Я ненавидела признавать это, но Дженна была права. Она не обещала, что лошадь выживет, она лишь сказала, что ей следует дать шанс. Одной ночью больше – невелико дело.
Лично я бы не вынесла, если бы лошадь пришлось усыпить. Эдвард бы сражался,… и меня бы убило – видеть, как это произойдет. Когда бы все решилось окончательно, я позвонила бы Питеру и попросила его поскорее приехать сюда.
– Да…, – Эдвард тут же согласился, и мне была ненавистна мысль, что у меня не было таких познаний в этой области, чтобы предложить такое.
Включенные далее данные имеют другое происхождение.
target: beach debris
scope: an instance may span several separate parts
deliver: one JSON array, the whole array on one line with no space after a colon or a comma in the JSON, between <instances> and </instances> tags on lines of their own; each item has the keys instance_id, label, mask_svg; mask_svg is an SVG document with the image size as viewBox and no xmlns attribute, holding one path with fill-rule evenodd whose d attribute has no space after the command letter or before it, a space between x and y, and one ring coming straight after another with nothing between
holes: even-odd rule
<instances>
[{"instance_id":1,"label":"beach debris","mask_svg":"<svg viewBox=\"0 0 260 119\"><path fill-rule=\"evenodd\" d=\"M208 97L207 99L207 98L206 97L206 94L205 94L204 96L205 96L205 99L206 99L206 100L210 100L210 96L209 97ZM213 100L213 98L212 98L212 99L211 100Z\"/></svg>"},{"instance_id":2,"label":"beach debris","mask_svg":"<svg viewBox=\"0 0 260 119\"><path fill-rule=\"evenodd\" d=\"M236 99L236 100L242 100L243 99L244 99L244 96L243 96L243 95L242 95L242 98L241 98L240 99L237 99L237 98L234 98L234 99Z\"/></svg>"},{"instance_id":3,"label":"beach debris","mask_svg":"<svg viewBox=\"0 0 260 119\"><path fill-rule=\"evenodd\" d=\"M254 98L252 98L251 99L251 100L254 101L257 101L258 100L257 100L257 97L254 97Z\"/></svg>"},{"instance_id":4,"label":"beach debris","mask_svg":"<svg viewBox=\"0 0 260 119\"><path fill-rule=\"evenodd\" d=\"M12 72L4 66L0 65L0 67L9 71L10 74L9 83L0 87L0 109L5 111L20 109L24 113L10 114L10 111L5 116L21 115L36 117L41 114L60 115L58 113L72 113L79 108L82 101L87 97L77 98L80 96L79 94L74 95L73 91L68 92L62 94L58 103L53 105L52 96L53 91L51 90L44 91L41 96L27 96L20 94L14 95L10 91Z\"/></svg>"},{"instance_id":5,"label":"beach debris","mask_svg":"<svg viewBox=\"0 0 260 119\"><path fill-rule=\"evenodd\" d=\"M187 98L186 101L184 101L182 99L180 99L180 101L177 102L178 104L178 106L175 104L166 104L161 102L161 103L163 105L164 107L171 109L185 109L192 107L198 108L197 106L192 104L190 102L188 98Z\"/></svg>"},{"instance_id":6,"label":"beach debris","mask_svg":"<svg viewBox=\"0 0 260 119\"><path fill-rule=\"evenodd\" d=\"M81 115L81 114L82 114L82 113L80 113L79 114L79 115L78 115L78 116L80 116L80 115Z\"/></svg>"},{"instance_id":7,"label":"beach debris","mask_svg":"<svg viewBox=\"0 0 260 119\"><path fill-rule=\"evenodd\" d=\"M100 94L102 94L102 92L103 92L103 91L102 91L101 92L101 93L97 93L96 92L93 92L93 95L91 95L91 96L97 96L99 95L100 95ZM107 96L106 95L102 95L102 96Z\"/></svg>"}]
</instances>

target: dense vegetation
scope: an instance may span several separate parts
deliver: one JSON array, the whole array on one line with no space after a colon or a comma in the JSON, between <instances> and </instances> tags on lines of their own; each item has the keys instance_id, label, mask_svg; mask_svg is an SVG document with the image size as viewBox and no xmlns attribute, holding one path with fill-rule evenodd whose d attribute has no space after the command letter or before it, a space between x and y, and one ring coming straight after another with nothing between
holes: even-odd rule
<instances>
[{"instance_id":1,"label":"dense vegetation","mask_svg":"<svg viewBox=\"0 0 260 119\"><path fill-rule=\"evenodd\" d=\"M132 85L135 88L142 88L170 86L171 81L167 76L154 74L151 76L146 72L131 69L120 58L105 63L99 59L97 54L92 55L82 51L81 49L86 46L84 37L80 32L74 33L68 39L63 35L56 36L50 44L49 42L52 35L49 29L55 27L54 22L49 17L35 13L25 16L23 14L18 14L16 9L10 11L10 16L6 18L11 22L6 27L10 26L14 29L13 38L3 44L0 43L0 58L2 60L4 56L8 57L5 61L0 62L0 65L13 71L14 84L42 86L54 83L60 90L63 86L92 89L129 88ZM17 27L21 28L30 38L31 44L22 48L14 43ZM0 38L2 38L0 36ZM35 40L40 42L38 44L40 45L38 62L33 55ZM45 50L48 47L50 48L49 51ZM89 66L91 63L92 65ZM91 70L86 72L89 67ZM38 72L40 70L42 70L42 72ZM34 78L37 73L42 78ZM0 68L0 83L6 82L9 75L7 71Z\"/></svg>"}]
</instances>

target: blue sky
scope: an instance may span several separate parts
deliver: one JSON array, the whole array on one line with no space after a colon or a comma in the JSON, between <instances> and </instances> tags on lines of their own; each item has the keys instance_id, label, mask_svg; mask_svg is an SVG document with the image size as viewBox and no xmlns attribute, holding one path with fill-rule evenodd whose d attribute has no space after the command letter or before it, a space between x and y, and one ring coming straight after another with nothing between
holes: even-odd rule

В глазах у Эдварда мелькнула искра надежды.
– Думаю, она права, – продолжил он, глядя на Боба и Шэрон, – Лошадь устала от успокоительного и от всего, что случилось за сегодня. Она снова поднимется на ноги. Сегодня в фургоне она была полна жизни,… она прижималась ко мне,… и терлась своей мордой об мое лицо,… даже когда я не прикасался к ней, а просто был рядом. Она вела себя как пони,… она играла.